A big joke to amongst concert goers is screaming “play Free Bird” during a rock concert. I imagine it started out when the song was first released in the 1970s. The guitar solo (starting at 4:55) is amazing. The idea of hearing it live was kind of cool, so people started asking for it. By now “play Free Bird” has become a bit of a joke and an homage to live musicians of yore. At least that’s been my experience in fifteen years of concert-going.
On Saturday I went to see Father John Misty play at Toronto’s Danforth Music Hall. The crowd was a bit obnoxious. People were chirping the band, and eventually someone shouted “play Free Bird”. In a moment of true Rock n’Roll genius the guys in the band all smiled at each other and humoured the crowd. Afterwards the lead singer said, “you know something… everyone deserves to hear Free Bird”.
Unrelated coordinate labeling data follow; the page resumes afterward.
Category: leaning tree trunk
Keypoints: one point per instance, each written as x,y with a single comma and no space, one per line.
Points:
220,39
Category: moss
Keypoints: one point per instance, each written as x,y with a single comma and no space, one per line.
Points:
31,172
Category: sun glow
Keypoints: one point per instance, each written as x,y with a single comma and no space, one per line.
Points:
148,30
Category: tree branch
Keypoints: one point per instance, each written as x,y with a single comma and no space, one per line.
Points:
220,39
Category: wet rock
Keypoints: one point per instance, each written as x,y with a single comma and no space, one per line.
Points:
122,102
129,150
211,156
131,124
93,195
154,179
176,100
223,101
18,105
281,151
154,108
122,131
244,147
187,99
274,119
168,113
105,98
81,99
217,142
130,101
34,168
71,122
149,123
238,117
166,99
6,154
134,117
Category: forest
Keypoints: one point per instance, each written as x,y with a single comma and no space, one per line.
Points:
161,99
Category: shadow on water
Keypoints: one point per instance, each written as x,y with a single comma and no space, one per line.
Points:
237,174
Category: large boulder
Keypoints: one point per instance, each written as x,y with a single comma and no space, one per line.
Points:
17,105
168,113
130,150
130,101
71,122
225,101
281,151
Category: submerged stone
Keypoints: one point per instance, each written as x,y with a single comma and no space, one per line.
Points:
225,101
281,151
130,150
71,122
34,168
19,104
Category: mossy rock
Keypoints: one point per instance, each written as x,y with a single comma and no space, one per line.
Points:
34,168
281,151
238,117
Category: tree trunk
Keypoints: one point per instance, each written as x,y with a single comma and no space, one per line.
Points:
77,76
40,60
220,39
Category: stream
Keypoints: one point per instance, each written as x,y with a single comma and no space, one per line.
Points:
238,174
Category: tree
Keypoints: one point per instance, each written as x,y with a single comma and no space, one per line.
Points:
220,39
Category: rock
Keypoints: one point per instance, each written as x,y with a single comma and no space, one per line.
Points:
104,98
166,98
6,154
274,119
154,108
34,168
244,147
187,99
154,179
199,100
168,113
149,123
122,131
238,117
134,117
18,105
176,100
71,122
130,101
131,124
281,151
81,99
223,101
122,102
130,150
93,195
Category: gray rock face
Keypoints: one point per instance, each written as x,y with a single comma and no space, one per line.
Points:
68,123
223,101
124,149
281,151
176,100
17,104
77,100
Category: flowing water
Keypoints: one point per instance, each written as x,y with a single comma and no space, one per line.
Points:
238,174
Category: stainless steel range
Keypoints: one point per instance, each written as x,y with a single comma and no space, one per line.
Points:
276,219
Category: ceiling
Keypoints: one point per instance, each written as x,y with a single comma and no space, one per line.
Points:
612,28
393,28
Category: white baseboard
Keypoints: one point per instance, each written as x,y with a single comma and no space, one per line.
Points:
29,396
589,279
I’ve been going to concerts since I was a teenager. This has never happened. The request happens all of the time, but bands NEVER play the song.
It got me thinking about the educational reform that is starting to be discussed in our school board.
Last week Kevin Kerr, our eLearning Coordinator, crowdsourced twitter for ideas on this topic: "Need help identifying roadblocks to 21C. Share your lived/shared experiences.“
Maybe I’m full of summer hope and optimism, but I think that sometimes you just have to keep screaming "play Free Bird”. If you really want change to take place, then you have to be persistent.
Elisha Horbay is right; we do need better tools for our schools. She needs to keep asking for them.
Mike Wetzel is also right; we also need teacher-driven PD. He needs to keep asking for it.
Persistence might be reform’s greatest ally.
I will gently keep pushing my requests and I encourage you to do the same. No matter how long it takes.